Egzersiz seviyesi düşük olan genç erişkinlerde diyabet, hipertansiyon ve metabolik sendrom gelişiminin yüksek düzeyde fiziksel aktivitesi olanlara göre 3–6 kat daha fazla olması egzersizin önemini ortaya koymaktadır. Fiziksel aktivite ile kilo kaybından bağımsız olarak sistolik basınçta ortalama 4 diyastolik basınçta ise 3 mmHg düşüş saglamaktadır Orta düzeydeki egzersizin bile kan basıncınsa olumlu (4-8 mmHg) etkisi olmasından dolayı hastalara düzenli olarak haftanın çoğu günü 35-40 dakikalık egzersiz mutlaka önerilmelidir.19 Yetersiz tansiyon kontrol olan hastalarda maksimum egzersiz yapılmamalı ya da ertelenmelidir. Egzersiz şiddetini hedef kalp hızına göre belirlenmelidir Makisumum kalp hızı 220 – yaş olarak berirlenmeli, kalp hızı ekzerise yeni başlayan saglıklı biri için hedef kalp hızının % 50-59 arasında olması uygundur.

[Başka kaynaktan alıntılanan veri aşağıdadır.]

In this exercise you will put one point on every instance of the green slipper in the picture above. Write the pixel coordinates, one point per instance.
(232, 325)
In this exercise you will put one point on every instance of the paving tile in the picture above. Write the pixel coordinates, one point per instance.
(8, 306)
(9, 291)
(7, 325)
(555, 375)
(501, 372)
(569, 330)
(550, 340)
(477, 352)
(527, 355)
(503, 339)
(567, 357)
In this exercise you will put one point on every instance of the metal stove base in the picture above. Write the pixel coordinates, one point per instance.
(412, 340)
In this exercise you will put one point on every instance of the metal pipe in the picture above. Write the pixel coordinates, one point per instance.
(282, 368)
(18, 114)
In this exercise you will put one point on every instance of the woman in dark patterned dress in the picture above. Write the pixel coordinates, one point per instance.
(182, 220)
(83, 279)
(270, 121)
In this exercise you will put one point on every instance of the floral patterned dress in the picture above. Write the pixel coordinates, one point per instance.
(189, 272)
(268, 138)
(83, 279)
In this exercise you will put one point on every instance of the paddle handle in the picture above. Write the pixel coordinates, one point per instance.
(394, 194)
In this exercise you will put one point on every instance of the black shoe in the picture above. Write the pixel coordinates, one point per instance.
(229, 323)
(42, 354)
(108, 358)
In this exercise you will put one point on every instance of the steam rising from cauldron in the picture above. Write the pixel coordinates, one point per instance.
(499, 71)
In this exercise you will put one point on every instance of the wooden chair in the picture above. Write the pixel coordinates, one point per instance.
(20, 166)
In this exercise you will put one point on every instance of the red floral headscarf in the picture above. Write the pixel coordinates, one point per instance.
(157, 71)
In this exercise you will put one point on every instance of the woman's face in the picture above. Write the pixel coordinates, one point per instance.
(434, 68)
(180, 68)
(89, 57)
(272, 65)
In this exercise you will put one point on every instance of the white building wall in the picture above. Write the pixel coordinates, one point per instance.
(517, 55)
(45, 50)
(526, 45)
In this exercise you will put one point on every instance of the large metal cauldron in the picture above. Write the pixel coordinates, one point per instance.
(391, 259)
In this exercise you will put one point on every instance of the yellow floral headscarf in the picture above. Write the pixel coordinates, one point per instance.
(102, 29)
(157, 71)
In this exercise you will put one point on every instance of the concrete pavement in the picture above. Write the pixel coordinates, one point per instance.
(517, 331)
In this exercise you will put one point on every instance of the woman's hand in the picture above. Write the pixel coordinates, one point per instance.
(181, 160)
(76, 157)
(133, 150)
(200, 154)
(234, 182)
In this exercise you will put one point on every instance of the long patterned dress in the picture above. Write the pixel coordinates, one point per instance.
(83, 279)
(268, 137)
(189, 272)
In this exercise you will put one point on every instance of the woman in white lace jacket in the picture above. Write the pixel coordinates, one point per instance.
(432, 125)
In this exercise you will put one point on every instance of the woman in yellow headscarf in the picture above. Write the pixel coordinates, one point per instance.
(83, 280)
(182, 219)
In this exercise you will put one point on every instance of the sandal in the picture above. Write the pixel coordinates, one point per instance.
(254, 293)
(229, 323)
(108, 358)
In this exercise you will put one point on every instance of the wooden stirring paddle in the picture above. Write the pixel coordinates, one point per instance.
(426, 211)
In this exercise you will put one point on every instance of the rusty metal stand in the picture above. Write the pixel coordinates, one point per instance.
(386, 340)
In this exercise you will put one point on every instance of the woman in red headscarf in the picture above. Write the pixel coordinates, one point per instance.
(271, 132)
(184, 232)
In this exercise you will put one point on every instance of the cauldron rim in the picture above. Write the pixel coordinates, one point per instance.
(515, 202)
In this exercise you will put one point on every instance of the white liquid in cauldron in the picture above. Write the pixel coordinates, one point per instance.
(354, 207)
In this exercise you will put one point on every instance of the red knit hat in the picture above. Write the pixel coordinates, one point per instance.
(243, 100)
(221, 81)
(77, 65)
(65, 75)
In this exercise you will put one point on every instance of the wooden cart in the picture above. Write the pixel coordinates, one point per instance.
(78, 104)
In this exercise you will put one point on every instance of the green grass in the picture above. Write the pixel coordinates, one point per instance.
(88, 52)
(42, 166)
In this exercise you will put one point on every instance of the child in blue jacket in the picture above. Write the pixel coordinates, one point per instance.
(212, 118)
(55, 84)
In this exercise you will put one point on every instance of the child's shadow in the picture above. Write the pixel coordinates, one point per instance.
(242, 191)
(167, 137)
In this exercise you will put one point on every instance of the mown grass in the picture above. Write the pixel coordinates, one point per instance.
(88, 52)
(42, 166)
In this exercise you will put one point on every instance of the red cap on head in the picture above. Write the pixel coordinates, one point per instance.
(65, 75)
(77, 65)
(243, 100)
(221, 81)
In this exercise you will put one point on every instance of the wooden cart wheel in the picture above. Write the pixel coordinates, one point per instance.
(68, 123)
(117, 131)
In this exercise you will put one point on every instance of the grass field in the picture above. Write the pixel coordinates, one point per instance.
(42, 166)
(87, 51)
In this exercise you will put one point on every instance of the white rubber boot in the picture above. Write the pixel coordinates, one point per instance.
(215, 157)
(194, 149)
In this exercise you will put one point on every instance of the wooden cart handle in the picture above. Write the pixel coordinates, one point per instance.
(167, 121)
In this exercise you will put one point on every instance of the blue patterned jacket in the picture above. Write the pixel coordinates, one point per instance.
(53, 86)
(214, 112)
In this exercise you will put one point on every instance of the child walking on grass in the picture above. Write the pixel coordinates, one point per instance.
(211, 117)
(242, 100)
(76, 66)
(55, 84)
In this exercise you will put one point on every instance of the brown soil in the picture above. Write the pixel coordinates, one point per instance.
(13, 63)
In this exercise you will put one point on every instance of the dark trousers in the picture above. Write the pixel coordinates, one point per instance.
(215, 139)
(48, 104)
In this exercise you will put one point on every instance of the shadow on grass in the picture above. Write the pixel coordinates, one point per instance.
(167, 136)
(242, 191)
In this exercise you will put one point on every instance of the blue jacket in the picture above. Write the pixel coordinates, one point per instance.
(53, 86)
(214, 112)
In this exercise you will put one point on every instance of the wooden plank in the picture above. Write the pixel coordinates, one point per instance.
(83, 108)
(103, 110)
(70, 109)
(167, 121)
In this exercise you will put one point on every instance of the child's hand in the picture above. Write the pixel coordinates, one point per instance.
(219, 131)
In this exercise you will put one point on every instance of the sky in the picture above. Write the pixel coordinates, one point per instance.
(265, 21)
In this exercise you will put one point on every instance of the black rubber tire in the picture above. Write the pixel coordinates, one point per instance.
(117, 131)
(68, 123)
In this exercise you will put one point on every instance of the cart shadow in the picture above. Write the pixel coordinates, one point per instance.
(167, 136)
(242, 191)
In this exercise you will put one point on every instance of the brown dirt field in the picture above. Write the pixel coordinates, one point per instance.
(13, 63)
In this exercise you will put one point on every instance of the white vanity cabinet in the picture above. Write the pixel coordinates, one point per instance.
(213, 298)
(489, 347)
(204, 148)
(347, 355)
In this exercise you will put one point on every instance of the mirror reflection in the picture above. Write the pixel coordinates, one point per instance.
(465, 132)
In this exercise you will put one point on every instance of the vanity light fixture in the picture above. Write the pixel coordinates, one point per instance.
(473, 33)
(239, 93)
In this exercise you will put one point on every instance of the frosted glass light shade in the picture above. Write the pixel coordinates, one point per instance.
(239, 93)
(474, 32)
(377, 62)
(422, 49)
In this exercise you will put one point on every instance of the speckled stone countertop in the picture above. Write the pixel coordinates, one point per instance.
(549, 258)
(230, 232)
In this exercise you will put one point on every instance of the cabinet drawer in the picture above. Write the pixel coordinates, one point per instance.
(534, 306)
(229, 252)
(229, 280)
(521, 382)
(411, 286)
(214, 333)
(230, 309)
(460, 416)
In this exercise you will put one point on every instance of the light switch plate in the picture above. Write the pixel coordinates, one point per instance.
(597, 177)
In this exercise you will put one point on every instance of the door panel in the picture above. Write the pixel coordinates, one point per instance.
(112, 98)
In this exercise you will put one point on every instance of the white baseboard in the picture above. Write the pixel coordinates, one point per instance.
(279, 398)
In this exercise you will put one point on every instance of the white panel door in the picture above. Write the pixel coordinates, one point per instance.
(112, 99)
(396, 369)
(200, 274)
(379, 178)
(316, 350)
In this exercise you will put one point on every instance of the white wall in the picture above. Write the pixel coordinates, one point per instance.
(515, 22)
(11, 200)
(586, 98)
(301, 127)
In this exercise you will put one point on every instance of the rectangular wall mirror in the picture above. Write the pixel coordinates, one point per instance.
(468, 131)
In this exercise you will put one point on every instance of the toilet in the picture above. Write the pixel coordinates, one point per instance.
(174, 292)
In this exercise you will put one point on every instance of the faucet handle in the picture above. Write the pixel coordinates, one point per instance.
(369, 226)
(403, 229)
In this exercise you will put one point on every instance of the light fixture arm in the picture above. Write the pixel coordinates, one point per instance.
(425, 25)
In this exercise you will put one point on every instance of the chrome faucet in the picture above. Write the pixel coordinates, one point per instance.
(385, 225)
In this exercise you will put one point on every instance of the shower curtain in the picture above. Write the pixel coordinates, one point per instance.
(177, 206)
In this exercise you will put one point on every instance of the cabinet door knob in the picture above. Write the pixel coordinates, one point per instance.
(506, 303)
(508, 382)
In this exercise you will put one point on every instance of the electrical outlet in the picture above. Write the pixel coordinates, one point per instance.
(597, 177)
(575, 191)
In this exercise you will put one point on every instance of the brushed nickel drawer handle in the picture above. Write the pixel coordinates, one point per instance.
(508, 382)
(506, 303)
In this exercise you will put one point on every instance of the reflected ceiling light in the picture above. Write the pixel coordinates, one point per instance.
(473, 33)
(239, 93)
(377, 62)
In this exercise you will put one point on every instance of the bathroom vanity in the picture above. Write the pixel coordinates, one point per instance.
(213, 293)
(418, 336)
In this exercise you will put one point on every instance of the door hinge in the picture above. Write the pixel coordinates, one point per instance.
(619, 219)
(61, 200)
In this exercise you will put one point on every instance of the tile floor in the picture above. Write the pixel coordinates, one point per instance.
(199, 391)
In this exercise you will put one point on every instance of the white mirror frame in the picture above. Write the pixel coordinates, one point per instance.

Düzenli spor yapanlar için seviye % 60-69, aerobik kapasiteyi artırmak için ise kalp hızı 70 ve üstü olarak belirlenebilir
4. Sigaranın bırakılması Sigara içenlerde sistolik kan basıncında 4 diyastolik kan basıncında ise 3 mmHg artış olmaktadır.
5. Diyet alışkanlığı Diyet alışkanlığında değişikliğin kan basıncı kontrolünde önemli katkıları olabilmektedir. Bu değişiklikler potasyum alımının artırılması, DASH ve Akdeniz diyetinin uygulanması, hayvansal gıdalardan kaçınılması, kalsiyum, lif ve omega-3 alımının artırılması, alkol tüketiminin azaltılması olarak değerlendirilebilir. DASH diyetinde yüksek miktarda meyve ve sebze (günlük 4-5 servis), taneli tahıllar ve ürünleri (günlük 7-8 servis), az yağlı veya yağsız süt ve süt ürünleri, kalsiyum, magnezyum ve potasyum ağırlıklı ve düşük miktarda doymuş yağ ve kolesterol içeren gıdalar önerilmektedir. Yüksek sodyum seviyeli kontrol diyetle karşılaştırıldığında, düşük sodyum seviyeli DASH diyeti ile hipertansif hastalarda sistolik basınçta 11,5 mmHg düşüş sağlanmıştır.
Potasyum alımın artırılması sodyum atılımını artırarak kan basıncı düşüşüne yol açtığı bilinmektedir. Potasyum alımının artırılması sistolik basıncı 2.4 diyastolik basıncı 1.5 mmHg azaltmaktadır. Diyetteki günlük potasyum seviyesinin erişkinler için 4.7 gram olması önerilmektedir. Patates, domates yoğurt, muz, havuç, süt, erik, kabak potasyum içeriği en fazla olan gıdalardır. Orta boy bir muz 422 mg, bir fincan süt 382 mg, 240 ml yoğurt 579 mg potasyum içermektedir. Bu değerlerin bilinmesi pratik açısından faydalı olacaktır. Potasyum yanında günlük 400-2000 mg kalsiyum alımı ile sistolik basınçta yaklaşık 1 mmHg diastolik basınçta 0.5 mmHg düşüş sağlamaktadır.
Sonuç olarak belirttiğimiz ilaç dışı yöntemlerin tansiyon üzerinde olumlu etkileri mevcuttur. Bu yöntemlerden kombine kullanımı ile çok iyi sonuçlar elde edilmesi muhtemeldir. Bu şekilde hastada hipertansiyon gelişim sıklığı ve kullanılan antihipertansif ilaç sayısı azaltmakta ve hipertansiyona bağlı mortalite de belirgin düşüşler görülmektedir.